Beginning in 1898, the film follows the fascinating, tormented life of a competitive, hateful oil prospector named Daniel Plainview. Plainview (Daniel Day-Lewis) is a self-made “oil-man” who has poured his life into a ruthless and bitter hunger for money and power over the oil industry in California. He learns of a vast underground reserve of oil in a destitute town called Little Boston.

There he meets Eli Sunday, a young, corrupt and manipulative preacher, who has started his own church, The Church of the Third Revelation. He’s much like Mr. Plainview; both are proud and ambitious, with a hint of psychosis.

Plainview is not the typical cinematic capitalist villain. Rather, he’s intense, but in control of his emotions, while a raw, brutish primordialism hides underneath his skin that will eventually consume him. Day-Lewis’ performance is both frightening and hilarious, helping mold the nearly three-hour epic into not only a drama, but also at times a comedy.

Plainview’s articulate yet rugged intonation, and his distinctly Western inflection is a very obvious reference to the legendary John Huston, best known for his direction of the classic 1940s noir The Maltese Falcon and a star-turn in Roman Polanski’s Chinatown. Day-Lewis’ interpretation is also somewhat hyper-realistic; the artistic choice to acutely express the intensity of his character fits in with the larger-than-life visual and aural aesthetic — it’s a breathtaking work of actorly brilliance.

There Will Be Blood also features a surprisingly terrific performance from Paul Dano, best known for playing the estranged, Nietzsche-loving son of the dysfunctional, yet endearing, family in Little Miss Sunshine. With only a modest string of movies to his credit, Dano landed the role of a lifetime, which has earned him recognition as a talented young actor.

Although originally based on Upton Sinclair’s Oil!, There Will Be Blood is not, like its source material, simply a commentary on the ugliness of capitalism. Upton Sinclair, perhaps America’s most famous muckraker, was a Socialist who portrayed capitalism as a poisonous and controlling influence in the quickly industrializing 20th century America.

Indeed, the cinematography of Blood expresses a violent defilement of the earth’s riches. The opening of the movie begins with Plainview plunging into the ground to filch silver. It is terrifying and intense. And later, the oil wells are disgustingly phallic — Plainview’s extreme expression of his perverse desire for money.

Unlike Sinclair’s perspective, however, Anderson’s expression in the film appears to be far more complex. The grotesque current of capitalism is merely the backdrop for a far cruder appraisal of the hatred in men. When talking to the man claiming to be his brother, Plainview explains, “I hate most people … I look at people and see nothing worth liking.”

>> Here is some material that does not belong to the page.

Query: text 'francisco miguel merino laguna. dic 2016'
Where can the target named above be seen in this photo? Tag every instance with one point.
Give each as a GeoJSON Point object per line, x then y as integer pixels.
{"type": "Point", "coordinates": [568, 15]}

And it is this very sentiment that is at the heart of Plainview and Sunday’s bitter hatred of one another. There is something rotten, twisted and cancerous in both of their souls. What differentiate the two are the vehicles in which they funnel their rot. Plainview and Sunday have competing forms of expression for their supreme hatred, the former by way of oil and the latter by religion.

The title in itself conjures up another meditation on the complexity of relationships amongst men in the midst such hatred. Upon first hearing the title There Will Be Blood, it is easy to think of a Rob Zombie slasher movie. And given that the film is quite bloodless, the title has peculiar resonance in the relationships of patrimony and family portrayed throughout.

When an oilrig explodes, Plainview dashes over to save his son, H.W. —the only thing Plainview might have loved for a time. He grabs his son, both of them soaked in oil, and runs back to a mess hall to make sure he is not hurt. However, it is not long before he leaves H.W. to run back to the oilrig to celebrate his profound success. In turn, H.W. sets their house on fire.

There Will Be Blood is a brilliant work of art, which has catapulted Paul Thomas Anderson’s reputation as a director. The music of the film, composed by Radiohead’s lead guitarist Johnny Greenwood, has also re-thought the role and effectiveness of music in cinema. It is a soundtrack unlike any other that makes There Will Be Blood a surreal experience.

An intense look into one man’s rise and fall, There Will Blood is a horrifying look into the hatred of man.